Sure, let me fill in some details, possibly too many. This all dates from
1997. In 1997, several things happened.

* W3C via its Metadata Activity (https://www.w3.org/Metadata/) led by Ralph
Swick, was getting reorganized. The PICS system for content labelling was
to be generalized. PICS already (from 1995/6) included a label syntax (
https://www.w3.org/PICS/labels-951121.html), signed labels (
https://www.w3.org/TR/2009/REC-DSig-label-20091124/), a rule language (
https://www.w3.org/TR/2009/REC-PICSRules-20091124/) and a "label bureau"
protocol. However it did not provide a way for multiple independent
labelling schemes to be used together, for rich structured descriptions,
and for datatyped (strings, numbers etc.) rather than categorical rating
values.
* June 1997 - Netscape submitted Meta Content Framework (MCF) in XML,
 https://www.w3.org/Submission/1997/8/ - both a spec (
https://www.w3.org/TR/NOTE-MCF-XML/) and a tutorial (
https://www.w3.org/TR/NOTE-MCF-XML/MCF-tutorial.html).  While MCF is
clearly the technical ancestor to a lot of what you see in RDF, it didn't
have the same partitioning; the MCF spec had model, syntax, schema and some
starter vocabulary.
* The Dublin Core metadata initiative, meanwhile, was trying to express
in-page Web metadata using HTML 3.2's simple "meta" tags, and encountering
difficulties with nested or repeated fields; e.g. see
http://www.dublincore.org/specifications/dublin-core/info-factoring/2001-03-19/
 (1996) http://www.dlib.org/dlib/june97/metadata/06weibel.html . This 1996
AHDS report gives a feel for the metadata formats of that era,
https://web.archive.org/web/19980118053003/http://ahds.ac.uk/public/metadata/disc_32.html
.
For example, if you had multiple authors with multiple sets of contact
details each, you ended up with metadata fields named things like
"DC.creator.email.2".
See also http://www.ariadne.ac.uk/issue/7/mcf/ for Dublin Core community
exploration of using MCF.
* Lots of projects were crawling the Web and extracting metadata, e.g. see
the earlier 1996 workshop, https://www.w3.org/Search/9605-Indexing-Workshop/
 and https://www.w3.org/Search/9605-Indexing-Workshop/ - you'd see mentions
of formats like SOIF from the Harvest indexing project, or MARC and the
Z39.50 protocol from libraries.
* XML itself was taking shape (as a cut down format derrived from SGML),
including a draft namespaces mechanism.

It was also the height of the browser wars.

I'm sure I've missed a bunch of stuff, but the picture is basically that
the Web had just broken through into everyday life and things were crazy
and moving fast. So when W3C (itself a very new organization) planned the
RDF work there was a sense that it needed to be partitioned and layered,
and to get something useful out soon without being stuck in complexity.

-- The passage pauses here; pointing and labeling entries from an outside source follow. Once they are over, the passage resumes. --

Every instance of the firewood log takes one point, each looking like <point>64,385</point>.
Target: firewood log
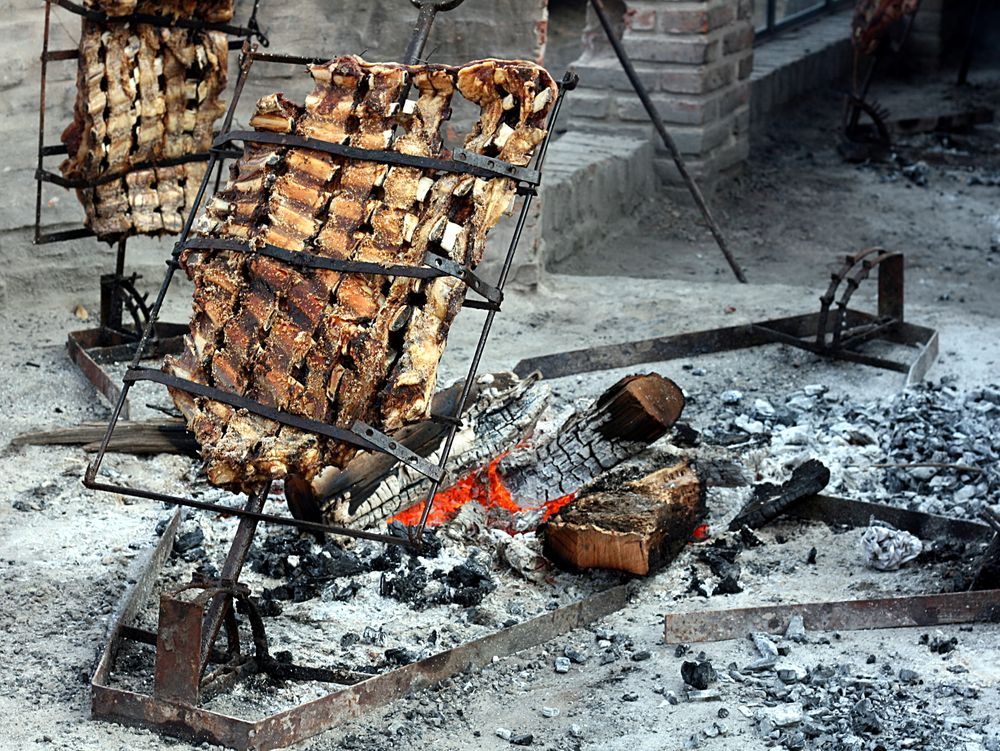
<point>637,528</point>
<point>627,418</point>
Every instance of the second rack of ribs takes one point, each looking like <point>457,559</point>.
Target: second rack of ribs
<point>330,346</point>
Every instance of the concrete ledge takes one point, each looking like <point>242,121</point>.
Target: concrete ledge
<point>797,61</point>
<point>591,181</point>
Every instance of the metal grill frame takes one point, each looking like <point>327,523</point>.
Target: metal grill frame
<point>358,434</point>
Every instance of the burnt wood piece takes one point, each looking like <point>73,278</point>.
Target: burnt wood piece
<point>339,347</point>
<point>768,501</point>
<point>639,528</point>
<point>627,418</point>
<point>133,437</point>
<point>501,412</point>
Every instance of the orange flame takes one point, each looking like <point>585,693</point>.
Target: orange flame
<point>484,487</point>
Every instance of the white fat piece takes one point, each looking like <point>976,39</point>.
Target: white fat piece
<point>451,234</point>
<point>423,187</point>
<point>503,135</point>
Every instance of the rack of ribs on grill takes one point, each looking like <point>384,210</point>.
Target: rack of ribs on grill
<point>330,346</point>
<point>145,94</point>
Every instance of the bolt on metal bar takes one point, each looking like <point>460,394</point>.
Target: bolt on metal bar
<point>667,139</point>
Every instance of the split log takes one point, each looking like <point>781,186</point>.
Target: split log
<point>132,437</point>
<point>628,417</point>
<point>638,528</point>
<point>769,501</point>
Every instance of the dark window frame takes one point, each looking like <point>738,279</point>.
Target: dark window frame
<point>773,25</point>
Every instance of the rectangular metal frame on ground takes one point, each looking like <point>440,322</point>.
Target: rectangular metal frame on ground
<point>836,331</point>
<point>166,714</point>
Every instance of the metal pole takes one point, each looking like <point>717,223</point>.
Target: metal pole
<point>668,141</point>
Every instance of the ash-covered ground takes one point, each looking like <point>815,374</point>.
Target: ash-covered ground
<point>65,553</point>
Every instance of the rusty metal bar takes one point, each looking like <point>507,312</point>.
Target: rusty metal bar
<point>795,331</point>
<point>842,615</point>
<point>177,672</point>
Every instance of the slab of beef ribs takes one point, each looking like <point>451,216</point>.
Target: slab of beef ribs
<point>330,346</point>
<point>145,94</point>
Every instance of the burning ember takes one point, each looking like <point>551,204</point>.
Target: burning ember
<point>483,486</point>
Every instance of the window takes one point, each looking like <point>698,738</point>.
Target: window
<point>771,15</point>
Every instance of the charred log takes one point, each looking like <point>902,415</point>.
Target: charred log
<point>638,529</point>
<point>502,411</point>
<point>627,418</point>
<point>131,437</point>
<point>769,501</point>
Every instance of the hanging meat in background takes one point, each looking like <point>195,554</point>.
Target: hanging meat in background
<point>872,19</point>
<point>331,346</point>
<point>144,94</point>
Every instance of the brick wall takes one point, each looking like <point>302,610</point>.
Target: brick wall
<point>695,57</point>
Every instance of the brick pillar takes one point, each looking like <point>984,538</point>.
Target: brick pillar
<point>695,57</point>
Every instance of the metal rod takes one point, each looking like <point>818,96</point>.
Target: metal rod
<point>963,68</point>
<point>41,118</point>
<point>246,61</point>
<point>667,139</point>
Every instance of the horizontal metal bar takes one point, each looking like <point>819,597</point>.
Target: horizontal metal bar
<point>56,237</point>
<point>273,57</point>
<point>834,510</point>
<point>76,345</point>
<point>70,184</point>
<point>371,440</point>
<point>288,521</point>
<point>479,169</point>
<point>143,573</point>
<point>842,615</point>
<point>434,265</point>
<point>152,20</point>
<point>60,55</point>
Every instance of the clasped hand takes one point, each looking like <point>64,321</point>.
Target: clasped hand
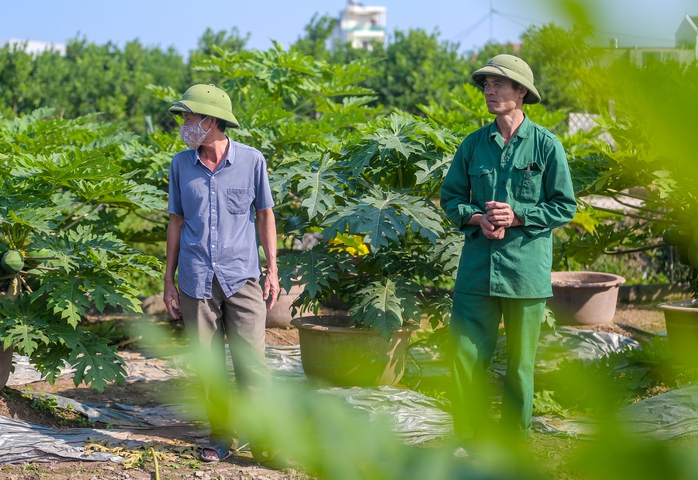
<point>498,218</point>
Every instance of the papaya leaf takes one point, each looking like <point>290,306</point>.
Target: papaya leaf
<point>383,305</point>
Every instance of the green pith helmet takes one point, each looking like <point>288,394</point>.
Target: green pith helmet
<point>206,100</point>
<point>512,67</point>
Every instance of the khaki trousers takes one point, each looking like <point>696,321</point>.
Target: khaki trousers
<point>241,320</point>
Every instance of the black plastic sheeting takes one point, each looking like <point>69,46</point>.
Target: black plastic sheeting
<point>416,418</point>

Two RDF Working Groups were initially created in 1997; first (May 1997) the
Model and Syntax WG https://www.w3.org/RDF/Group/Syntax/ (pages are W3C
Members only, still), and a little later that year, the RDF Schema WG
https://www.w3.org/RDF/Group/Schema/

Their charters are not public but I think it is reasonable to excerpt here.

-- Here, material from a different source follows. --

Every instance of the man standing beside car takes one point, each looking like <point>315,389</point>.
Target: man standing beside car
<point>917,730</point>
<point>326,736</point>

From https://www.w3.org/RDF/Group/SyntaxCharter

"""Purpose and Scope: The Resource Description Framework Model and Syntax
Working Group (RDF-syntax-wg) will define an interchange format for
encoding and exchange of structured resource description data (metadata)
for Web resources. This framework will include all the capabilities of
PICS-1.1 and in addition will support more general models of resource
description, including non-numeric and structured attribute values. The RDF
Model and Syntax WG will work closely with an RDF Schema WG.

Requirements
The goal of RDF is to provide a single mechanism for representing metadata
across many applications. The semantics and structure of many varieties of
metadata will be specified by independent communities. The RDF must provide
an infrastructure that is sufficiently general and flexible to support
these disparate applications. Example applications include sitemaps,
content ratings, stream channel definitions, search engine data collection
(web crawling), digital library collections, and distributed authoring.

Dependencies
The RDF is an evolutionary step from PICS-1.1. The importance of the
content rating application is recognized explicitly by a requirement that
the RDF support existing PICS-1.1 data types and functional specifications.
It must be possible to automatically translate PICS-1.1 labels to RDF.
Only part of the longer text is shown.